Francisco - school has a guard. It is the third largest overcrowded school in the Bronx. 

Bianca - Bianca's mom is trying to teach her sign (on bus)
Bianca - Bianca's mom wants her child to get a "career" rather than a job

No Child Left Behind  required the measure of each students level of education. Goal was 100% proficient in math and reading.
18% math in mississippi. NJ 40%. Highest on image was 43%. DC  was @12%
Most states scored between 24%-35% in grade level proficiency in reading @ eighth grade.
Large numbers of minority children from fifth to eighth grade go from B to D. Builds an expectation of failure in the children.

Daisy - Her mother works as a janitor at the local hospital.

California has a test (the A-G) required to get into a four year college.
Schools where more than 40% of the students don’t finish are termed "dropout factories"
In one mans research he found more than 2000 of these "dropout factories"
Part of the reason is pushing children with sub-par education up
Schools that fail may have a larger impact on their neighborhood than the reverse. Both feeding into one another. A school that produces many dropouts, the students would tend to stay nearby and dragging the community down.
68% of inmates in pennsylvania are HS dropouts
In Pitsburg, 33,000 per prisoner per year. avg term 4 years. 132000.
Avg private school costs 8300 per year.
1 4year term would fund 1 student for 13 years (k-12) with 24K leftover

Anthoney - Never knew his mother. His grandmother was raised by her grandmother. Neither his grandmother or father valued school at the time they went.

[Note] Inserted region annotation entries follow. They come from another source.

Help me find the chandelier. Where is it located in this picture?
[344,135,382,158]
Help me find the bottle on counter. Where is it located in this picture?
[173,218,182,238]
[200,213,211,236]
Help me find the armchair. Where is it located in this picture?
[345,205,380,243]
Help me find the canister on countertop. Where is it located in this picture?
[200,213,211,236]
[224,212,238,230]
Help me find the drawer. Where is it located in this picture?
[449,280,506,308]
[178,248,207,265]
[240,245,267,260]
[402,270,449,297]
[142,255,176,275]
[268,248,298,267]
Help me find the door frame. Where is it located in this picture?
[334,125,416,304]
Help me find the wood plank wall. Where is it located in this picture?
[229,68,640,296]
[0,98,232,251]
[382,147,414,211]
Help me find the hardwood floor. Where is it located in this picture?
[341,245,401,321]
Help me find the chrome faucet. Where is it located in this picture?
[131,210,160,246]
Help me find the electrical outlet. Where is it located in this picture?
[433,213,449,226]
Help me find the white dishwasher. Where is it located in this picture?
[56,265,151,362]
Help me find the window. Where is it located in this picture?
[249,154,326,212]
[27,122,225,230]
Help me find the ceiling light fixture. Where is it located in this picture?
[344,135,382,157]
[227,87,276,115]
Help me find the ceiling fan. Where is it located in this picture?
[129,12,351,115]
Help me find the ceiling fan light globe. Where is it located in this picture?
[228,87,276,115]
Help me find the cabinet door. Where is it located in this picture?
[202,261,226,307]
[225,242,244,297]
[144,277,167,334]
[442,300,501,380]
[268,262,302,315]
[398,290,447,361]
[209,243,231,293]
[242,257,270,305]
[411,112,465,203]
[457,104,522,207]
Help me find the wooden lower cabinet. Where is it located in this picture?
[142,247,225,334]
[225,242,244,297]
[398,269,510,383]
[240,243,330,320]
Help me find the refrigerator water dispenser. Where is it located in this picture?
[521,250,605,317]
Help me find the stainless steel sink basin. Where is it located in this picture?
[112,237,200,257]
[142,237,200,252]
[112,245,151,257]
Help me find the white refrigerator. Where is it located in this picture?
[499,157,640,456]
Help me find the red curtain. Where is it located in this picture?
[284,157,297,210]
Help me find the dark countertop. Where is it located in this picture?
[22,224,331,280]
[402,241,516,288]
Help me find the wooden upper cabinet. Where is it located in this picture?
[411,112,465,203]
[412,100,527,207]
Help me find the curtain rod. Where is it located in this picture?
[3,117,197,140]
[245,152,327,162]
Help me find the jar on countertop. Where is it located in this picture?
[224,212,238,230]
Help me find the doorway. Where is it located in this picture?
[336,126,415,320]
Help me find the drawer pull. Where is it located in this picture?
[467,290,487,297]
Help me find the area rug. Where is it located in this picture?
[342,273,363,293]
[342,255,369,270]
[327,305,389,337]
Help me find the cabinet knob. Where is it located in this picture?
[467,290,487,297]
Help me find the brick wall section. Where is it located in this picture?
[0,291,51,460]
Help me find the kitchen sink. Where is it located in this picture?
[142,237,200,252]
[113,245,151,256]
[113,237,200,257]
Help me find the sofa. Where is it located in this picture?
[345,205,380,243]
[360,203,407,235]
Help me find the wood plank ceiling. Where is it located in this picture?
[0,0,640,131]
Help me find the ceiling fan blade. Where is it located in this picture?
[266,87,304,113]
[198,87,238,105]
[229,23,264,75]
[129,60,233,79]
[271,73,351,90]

Michelle Rea was 7th superintendant in 10 years.

Francisco - has had "bad teachers". He is having difficulty reading.

Students with highperforming teachers advance students 3x as fast as low. Poor performing teachers usually cover 1/2 of the material vs high performing covering 150%
Bad teachers are protected by tenure. Tried to fire teachers for VERY poor behavior. the teachers were rehired with backpay covering the lost time)
Initially teachers NEEDED the protection from abuse by neglect. Poor wages and the like for trivial reasons like "their husbands work". This lead to teachers unions.
The NEA and AFT are the largest political financers (campaign contributors) when put together. Giving over 55 million in 20 years. Mostly to dems (90%)
Teachers Union wants all teachers treated the same. Strict rules for replacing a poor performance teacher with 31 (!) steps.
New Yorks "rubber room" Version of lemondance, costs new york 100 mil per year. This only deals with negligent/abusive/horrible teachers.
Magnet schools were developed to help give parents options where to send their children.
Charter schools were built to be outside the normal legal stuff.
Despite strong efforts on the part of Rheys attempts at reforming the DC system was met with strong resistance from the union

WRAPUP
As a kid I never really thought much about what school I was going to. I do remember once being given the opportunity to go to one of two different schools and I naturally picked the one that my friends would be at. As I get older I start to see the larger workings that go into that decision. I don’t personally feel failed by the education system but after seeing this movie and some of the other stuff we have reviewed in class I do feel that my younger brother was. Starting in first grade his teacher had recommended that he put on Ritalin because he was “to much to handle”. My parents didn’t do that but from there he was tracked into the supposed extra attention classes where the trouble students were put to try to sort them out. In reality it turned out to be more of a collection of these kids who were just bad influences on one another. By the time my brother was a freshman in highschool he was behind most of his peers. I remember overhearing my dad talking about the worst thing he ever did by my little brother was to allow them to put him in that class. All of this started because he was a little rowdier and his first grade teacher (new at teaching) thought he was too much to handle. Tying this back into this movie, I never realized how lucky I was growing up. While my education was not superb I can trace my own failings to myself, not to the system itself. There are areas though where this is not the case. Even in spite of best efforts some kids are just more likely to fail just because of the place they were unlucky enough to be stuck at.